Financement de la protection sociale : Il est temps de faire du neuf !
Les prélèvements sociaux devraient principalement reposer sur le principe
des cotisations sociales liées aux salaires versés dans les entreprises, le
lieu de la création des richesses. Le choix d’un financement à partir des
cotisations, c’est d’abord le choix d’un partage des richesses produites en
faveur des salariés, et d’une action à la racine sur la façon de produire
les richesses en accroissant la part de salaires et des fonds sociaux. Le
choix du financement correspond à un choix de société : ainsi, le choix de
la cotisation est-il celui de la solidarité, de la responsabilité sociale
des entreprises, le choix d’une sécurité sociale gérée par les assurés
sociaux.
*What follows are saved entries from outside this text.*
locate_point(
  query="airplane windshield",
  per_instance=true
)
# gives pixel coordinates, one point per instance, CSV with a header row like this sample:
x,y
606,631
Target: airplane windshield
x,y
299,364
Nous voulons sortir des cercles vicieux qui organisent le
tarissement des recettes de la protection sociale. Nous combattons la
théorie dominante qui présente le financement de la protection sociale, tout
particulièrement les cotisations patronales, comme un boulet handicapant
l’emploi, en prétendant que cela élève de façon excessive le coût du
travail. Il convient de montrer, au contraire, que le financement de la
protection sociale, notamment les cotisations sociales, constitue un facteur
de développement des ressources humaines, un moteur pour un autre type de
progression de la productivité du travail et un autre type de croissance ".